| AMALIN ( @ 2003-07-08 01:30:00 |
Tied Up Between the Lines.
Title: Tied Up Between the Lines
Author: Amalin
Your name is Sirius Black.
You are thirty-six years old. You have lines in your face that you don't remember having fifteen years ago, eyes that shouldn't look like someone else's but do, and a godson that looks too much like your best friend.

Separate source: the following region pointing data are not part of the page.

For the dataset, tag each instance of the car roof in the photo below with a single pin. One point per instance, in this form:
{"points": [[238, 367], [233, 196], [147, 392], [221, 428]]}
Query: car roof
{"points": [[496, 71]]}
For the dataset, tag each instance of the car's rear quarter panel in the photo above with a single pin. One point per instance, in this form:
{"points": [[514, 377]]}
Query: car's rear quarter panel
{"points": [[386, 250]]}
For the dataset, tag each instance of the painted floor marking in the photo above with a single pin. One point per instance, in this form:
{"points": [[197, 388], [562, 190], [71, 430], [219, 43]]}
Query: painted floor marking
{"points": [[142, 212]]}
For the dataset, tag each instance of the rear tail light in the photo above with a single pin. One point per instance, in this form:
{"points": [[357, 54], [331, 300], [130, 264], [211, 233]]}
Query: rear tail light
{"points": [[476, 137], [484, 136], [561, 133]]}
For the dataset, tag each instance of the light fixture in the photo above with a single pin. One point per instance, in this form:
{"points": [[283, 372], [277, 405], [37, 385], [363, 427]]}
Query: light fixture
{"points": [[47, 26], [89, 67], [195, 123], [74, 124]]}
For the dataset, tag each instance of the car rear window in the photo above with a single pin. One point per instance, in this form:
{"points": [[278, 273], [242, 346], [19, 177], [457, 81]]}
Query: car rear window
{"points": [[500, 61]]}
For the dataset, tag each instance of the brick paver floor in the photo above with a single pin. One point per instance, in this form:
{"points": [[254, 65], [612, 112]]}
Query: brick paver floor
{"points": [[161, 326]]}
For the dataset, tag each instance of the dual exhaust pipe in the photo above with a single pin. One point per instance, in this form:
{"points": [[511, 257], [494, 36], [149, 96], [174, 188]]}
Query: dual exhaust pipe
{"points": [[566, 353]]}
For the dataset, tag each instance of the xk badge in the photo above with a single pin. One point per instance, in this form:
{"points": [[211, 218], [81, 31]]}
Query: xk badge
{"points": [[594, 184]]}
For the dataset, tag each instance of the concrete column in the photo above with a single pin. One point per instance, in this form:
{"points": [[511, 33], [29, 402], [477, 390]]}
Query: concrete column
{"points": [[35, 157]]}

You have a Wanted Poster hanging in the Ministry and an entire section of Aurors memorizing your life so they can better understand you, better predict where next you will hide. You wonder if they know you like your toast burnt with marmalade, about the last time you cried over an argument with your shrieking mother, about the time you watched James undress in the Quidditch locker room. You wonder if they know you better than you know yourself. You wonder sometimes, because when you rise to greet yourself in the mirror, a stranger stands before you with wrinkles you don't have and dark circles you never get and shadows of ribs that never show on you because Remus always said you had the appetite of a dog, didn't he?
It's only when you look at Harry in the fire and see James' face that you feel like yourself.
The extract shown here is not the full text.